Congratulations to the winners and thanks to everybody for participating in this very interesting competition!
Below I explain my solution. According to the rules the winners can't share code, unfortunately. However, I gladly answer any questions.
The solution consists of four base models and one 2nd layer stacking model. I use identical 5-fold data split across all models.
To train models we need to prepare data: crop, create numpy arrays, normalize and save the data. Normalization is a critical step to train CNN models. Imagery data was z-normalized per channel, i.e. the mean was subtracted and divided by the standard deviation for each channel data.
All base models predict crop probabilities per pixel. More specifically I split imagery data into samples that represent a pixel and its neighbourhood and use this data as features. After that, I just take the mean of pixel predictions to calculate field level predictions and use them on the second level. All base models use only 10 channels of the data with 10m and 20m resolution: ['B02', 'B03', 'B04', 'B05', 'B06', 'B07', 'B08', 'B8A', 'B11', 'B12']
All base models use all timestamps of data, i.e. 11.
2 of the base models are 3d-CNN models with a little bit different architectures. These models are the best performers. As input to this model I use per pixel data, so I classify each pixel. Input data is 4d array - (CH, T, H, W):
I apply convolutions across both the spatial and temporal dimensions.

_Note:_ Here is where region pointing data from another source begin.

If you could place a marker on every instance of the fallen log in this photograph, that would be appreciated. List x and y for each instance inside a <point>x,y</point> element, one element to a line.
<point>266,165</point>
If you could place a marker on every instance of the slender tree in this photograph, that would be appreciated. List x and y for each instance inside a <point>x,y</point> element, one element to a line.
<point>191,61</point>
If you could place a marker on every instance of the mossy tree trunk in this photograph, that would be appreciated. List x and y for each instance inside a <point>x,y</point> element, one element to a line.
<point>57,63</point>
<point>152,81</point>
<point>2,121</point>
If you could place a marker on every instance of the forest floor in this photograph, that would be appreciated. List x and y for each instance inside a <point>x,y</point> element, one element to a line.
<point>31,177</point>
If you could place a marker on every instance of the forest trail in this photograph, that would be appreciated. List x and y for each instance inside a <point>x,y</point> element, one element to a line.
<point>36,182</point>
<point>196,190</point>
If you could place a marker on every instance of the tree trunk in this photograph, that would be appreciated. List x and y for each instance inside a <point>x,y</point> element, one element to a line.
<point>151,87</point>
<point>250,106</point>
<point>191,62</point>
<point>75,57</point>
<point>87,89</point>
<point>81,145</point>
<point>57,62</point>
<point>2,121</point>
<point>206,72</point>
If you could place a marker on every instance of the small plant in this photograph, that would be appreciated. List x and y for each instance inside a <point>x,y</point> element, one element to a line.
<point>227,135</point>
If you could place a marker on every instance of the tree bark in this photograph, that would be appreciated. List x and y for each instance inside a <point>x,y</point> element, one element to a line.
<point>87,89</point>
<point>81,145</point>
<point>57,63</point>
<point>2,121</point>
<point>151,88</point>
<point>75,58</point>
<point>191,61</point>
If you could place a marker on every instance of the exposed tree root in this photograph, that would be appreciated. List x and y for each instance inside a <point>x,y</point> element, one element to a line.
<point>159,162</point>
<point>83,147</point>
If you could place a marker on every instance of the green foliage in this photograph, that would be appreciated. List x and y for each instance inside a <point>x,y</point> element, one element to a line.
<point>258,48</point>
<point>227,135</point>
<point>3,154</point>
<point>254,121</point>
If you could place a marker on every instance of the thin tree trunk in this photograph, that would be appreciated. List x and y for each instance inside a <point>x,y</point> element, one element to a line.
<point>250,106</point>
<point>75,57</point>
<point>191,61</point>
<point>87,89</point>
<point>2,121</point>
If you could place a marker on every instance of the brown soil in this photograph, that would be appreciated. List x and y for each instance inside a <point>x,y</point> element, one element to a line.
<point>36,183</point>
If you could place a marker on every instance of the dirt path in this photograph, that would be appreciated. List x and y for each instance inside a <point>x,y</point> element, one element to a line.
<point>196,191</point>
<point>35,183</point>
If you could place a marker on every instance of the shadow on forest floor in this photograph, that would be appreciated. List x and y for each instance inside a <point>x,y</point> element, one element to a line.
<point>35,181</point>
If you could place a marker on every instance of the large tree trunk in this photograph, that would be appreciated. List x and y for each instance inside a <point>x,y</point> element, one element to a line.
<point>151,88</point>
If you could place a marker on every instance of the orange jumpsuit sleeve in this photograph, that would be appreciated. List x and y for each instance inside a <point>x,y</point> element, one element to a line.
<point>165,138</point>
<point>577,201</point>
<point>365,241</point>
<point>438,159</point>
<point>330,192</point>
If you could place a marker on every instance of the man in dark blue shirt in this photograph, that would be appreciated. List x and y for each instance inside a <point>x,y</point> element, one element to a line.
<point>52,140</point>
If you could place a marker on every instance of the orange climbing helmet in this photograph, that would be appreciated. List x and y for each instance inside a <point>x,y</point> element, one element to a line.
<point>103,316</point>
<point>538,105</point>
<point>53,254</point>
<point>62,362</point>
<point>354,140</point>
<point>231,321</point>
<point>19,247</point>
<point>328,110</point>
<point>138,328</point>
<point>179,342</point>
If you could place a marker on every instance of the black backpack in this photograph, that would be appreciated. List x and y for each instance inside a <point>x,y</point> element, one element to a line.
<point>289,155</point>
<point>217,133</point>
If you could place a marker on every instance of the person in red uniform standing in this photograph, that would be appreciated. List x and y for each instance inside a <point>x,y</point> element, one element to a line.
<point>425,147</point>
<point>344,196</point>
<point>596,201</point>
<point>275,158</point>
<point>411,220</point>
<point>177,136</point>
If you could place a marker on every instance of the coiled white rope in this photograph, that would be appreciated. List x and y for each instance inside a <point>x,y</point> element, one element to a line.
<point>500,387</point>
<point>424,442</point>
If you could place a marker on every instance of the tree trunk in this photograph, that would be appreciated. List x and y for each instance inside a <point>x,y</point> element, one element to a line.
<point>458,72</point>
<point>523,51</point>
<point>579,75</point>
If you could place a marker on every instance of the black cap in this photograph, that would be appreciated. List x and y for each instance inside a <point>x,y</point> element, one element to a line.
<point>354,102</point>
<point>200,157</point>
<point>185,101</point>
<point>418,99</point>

2 of the base models are Random forest models. These models have some different bias, so despite the fact it's much worse than CNN it improves the final result in the ensemble by ~1%. Input for these models is flattened imagery data from the pixel I classify and 8 neighbour pixels from all timestamps - 1188 features (11 timestamps * 12 channels * 9 pixels). 12 channels consist of 10 initial 10m, 20m channels + NDVI and NDWI. One of the models takes only 8 classes(I just don't use class 2, because it's underrepresented) and balances the training data as `1 / sqrt(number of samples)`.
2nd layer model
Lightgbm model is used to classify fields based on 1st level models predictions and other field level features. Other field level features include:
To train one CNN model or RF model takes about 10 minutes per fold for both. Basically I used a tiny CNN which is very easy to train.
Please ask if you have any questions.
All I can say: Impressive!!
Great wonderful Work. You arearehavearearehavehav
Congratulations and thanks for the write up!
If I understand correctly your 3D convolutional models mapped from a rank 4 input with size 10 x 11 x 5 x 5 to a rank 1 output with size 10, each number being the probability of each of the classes?
Can you give any more detail about the sizes of your convolutions?
> 3D convolutional models mapped from a rank 4 input with size 10 x 11 x 5 x 5 to a rank 1 output with size 10
Yes, almost like this, but the output size is 9.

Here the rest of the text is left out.